Team uses tiny particles to mimic blood


McClatchy Newspapers

RALEIGH, N.C.

The quest to develop synthetic blood is advancing through the work of University of North Carolina-Chapel Hill researchers using tiny particles that are not only the same shape, but same flexibility as vital red blood cells.

The team, led by chemistry professor Joseph De- Simone, who invented a technology to mass-produce uniquely shaped nanoparticles, builds on the observation that red blood cells are more pliant when they’re in the youth of their 120-day life cycle.

New, supple red blood cells are able to squeeze through tiny pores and carry oxygen throughout the body. So by mimicking their shape and flexibility, DeSimone hopes to infuse his man-made microdots with oxygen-carrying hemoglobin to create a synthetic lifeline.

“Mechanics are important, and now we have a vehicle that has the same mechanics as red blood cells when young, and that’s the first big step,” DeSimone said. The research, being tested in mice, was reported recently in the journal Proceedings of the National Academy of Sciences.

Developing synthetic blood has long been the pursuit of scientists searching for an abundant and versatile alternative to use in traumas and battlefields.

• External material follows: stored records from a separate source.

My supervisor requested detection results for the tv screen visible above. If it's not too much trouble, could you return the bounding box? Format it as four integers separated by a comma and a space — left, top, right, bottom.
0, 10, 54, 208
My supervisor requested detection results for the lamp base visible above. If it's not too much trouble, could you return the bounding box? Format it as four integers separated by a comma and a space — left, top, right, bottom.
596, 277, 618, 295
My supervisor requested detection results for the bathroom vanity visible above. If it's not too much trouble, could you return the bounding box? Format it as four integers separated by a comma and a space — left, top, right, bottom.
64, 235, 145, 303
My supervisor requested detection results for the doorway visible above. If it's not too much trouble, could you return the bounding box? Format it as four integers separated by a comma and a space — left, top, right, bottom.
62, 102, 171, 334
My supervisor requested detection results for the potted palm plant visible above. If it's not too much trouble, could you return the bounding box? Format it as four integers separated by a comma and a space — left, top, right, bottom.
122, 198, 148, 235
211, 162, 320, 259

Whole blood has a limited shelf life, needs refrigeration and must be matched to the recipient.

But efforts to develop viable alternatives have been fraught with pitfalls.

The approach taken by DeSimone and his colleagues is different. It capitalizes on the potential of nanoparticles, which are microscopic vehicles that he and other scientists hope can deliver therapies, scavenge harmful particles such as cholesterol or even serve as surrogates for cells in the body.

“Most people have been going smaller to increase the circulation time,” of nanoparticles filled with hemoglobin for synthetic blood, DeSimone said. But he said the secret to the success of red blood cells is their ability to squish and squirt through minute portals.

Re-creating that quality, he said, could produce a particle that encases the hemoglobin to safely deliver oxygen.